Because there are limits to the amount of blood that can be drawn from a patient, it is extremely difficult using standard genome analysis methods to distinguish rare T cell clones. This is because clones that appear at low frequencies become indistinguishable from statistical noise caused by inherent and unavoidable limits in the accuracy of genome sequencing technologies. Although having a larger sample of blood cells could theoretically improve statistical power, it is only clinically feasible to sample a relatively small portion of the billions of T cells and hundreds of millions of T cell clones that circulate in the body. “It’s like trying to infer properties of the ocean by taking just a drop of water,” Shen says.
“It’s like trying to infer properties of the ocean by taking just a drop of water.”
Borrowing ideas from statistical physics and information theory, however, he and graduate student Boris Grinshpun devised a set of methods to quantify diversity and divergence of T cell samples. Specifically, their analysis made use of statistical methods including the Simpson diversity index and generalized entropy (GE) index, techniques for measuring the concentrations of individuals when classified into types. In other applications the GE index has been used to measure income inequality. Just as an economy is made of individuals who can be classified based on their different income levels, the T cell clones in a transplant recipient’s blood are distinguished by genomic variability in the T cell receptor region. By tracking how frequently these clonal states occur and how their frequencies change over time, the investigators can observe how the immune system is responding to the transplant.

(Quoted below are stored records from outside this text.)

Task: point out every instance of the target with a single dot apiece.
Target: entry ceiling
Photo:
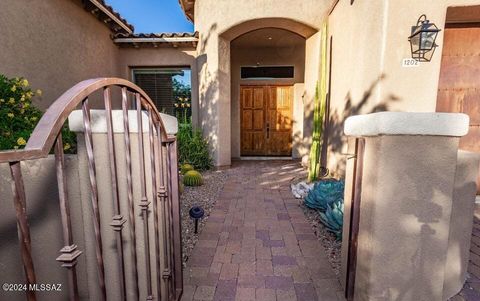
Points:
(268, 37)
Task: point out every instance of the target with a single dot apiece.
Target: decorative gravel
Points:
(329, 241)
(203, 196)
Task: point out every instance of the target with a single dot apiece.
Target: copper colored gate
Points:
(163, 267)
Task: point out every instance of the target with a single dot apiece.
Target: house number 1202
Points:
(410, 63)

If there is a very active reaction to a donor’s tissue, the diversity of the T cell population will decrease, with high numbers of clones appearing at high frequency. If the recipient tolerates the transplant, the diversity will be maintained at a normal level, with limited amounts of expansion in the number of clones.

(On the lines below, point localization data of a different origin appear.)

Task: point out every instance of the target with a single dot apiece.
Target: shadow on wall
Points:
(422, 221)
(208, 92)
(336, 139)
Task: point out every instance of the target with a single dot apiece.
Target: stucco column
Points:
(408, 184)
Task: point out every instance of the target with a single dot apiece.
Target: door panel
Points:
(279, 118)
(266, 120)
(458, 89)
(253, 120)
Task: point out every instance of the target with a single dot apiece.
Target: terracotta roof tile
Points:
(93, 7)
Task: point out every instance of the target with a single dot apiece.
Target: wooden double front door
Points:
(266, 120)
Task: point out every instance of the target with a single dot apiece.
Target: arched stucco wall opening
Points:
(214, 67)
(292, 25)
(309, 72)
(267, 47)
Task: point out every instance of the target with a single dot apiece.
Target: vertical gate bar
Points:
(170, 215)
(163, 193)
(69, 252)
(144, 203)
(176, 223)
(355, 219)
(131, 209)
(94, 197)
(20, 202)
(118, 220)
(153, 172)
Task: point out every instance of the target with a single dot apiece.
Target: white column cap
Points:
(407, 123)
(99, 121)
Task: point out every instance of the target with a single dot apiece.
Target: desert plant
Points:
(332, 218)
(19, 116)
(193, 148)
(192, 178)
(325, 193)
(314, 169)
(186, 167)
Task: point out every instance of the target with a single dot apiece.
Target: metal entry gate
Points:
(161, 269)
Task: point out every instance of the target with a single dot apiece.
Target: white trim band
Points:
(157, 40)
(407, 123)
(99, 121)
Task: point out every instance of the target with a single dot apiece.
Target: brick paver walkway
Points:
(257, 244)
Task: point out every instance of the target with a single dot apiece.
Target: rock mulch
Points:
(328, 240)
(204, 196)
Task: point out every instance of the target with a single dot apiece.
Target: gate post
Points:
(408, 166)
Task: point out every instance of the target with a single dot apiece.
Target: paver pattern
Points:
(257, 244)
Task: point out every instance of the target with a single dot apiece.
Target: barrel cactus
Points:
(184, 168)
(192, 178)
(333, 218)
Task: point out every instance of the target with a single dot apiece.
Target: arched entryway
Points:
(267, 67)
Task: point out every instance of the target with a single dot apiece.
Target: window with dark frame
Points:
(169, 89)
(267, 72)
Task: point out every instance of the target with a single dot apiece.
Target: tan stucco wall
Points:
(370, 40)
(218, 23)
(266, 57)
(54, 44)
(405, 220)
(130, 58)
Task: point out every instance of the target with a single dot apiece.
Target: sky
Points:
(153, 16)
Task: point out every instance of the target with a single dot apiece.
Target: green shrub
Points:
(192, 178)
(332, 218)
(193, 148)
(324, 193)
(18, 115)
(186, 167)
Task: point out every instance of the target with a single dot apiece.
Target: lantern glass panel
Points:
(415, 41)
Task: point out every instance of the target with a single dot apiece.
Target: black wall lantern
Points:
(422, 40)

By using bulk sequencing to look at the ensemble properties of the T-cell clone distribution in this way and comparing them across multiple time points, Shen’s method provides a general method for tracking the dynamic properties of the recipient–transplant interaction. Identifying clonal expansion in this way could potentially help predict transplant rejection before it occurs, giving physicians evidence to support the administration of more aggressive immunotherapy. And in cases in which the analysis points to transplant tolerance, this approach could indicate when treatment with immunosuppressive drugs could be safely scaled back.
The approach used in this paper is indicative of the Shen Lab’s general interest in developing new ways to accurately identify rare clonal variants. In ongoing projects, his lab is working with the Columbia Genome Center to optimize new experimental approaches to sequence T cell receptor genes and develop related computational methods for extracting signal from noisy data sets. These approaches could have applications not just in organ transplantation, but also in cancer immunotherapy and studies of autoimmune diseases. “It’s been fascinating in this paper to be able to observe such a broad range of changes,” Shen comments, “with billions of possible genomic combinations in the T cells. In the future we think these kinds of approaches could help to improve our understanding of other diseases as well.”
— Chris Williams
Morris H, DeWolf S, Robins H, Sprangers B, LoCascio SA, Shonts BA, Kawai T, Wong W, Yang S, Zuber J, Shen Y, Sykes M. Tracking donor-reactive T cells: Evidence for clonal deletion in tolerant kidney transplant patients. Sci Transl Med. 2015 Jan 28;7(272):272ra10.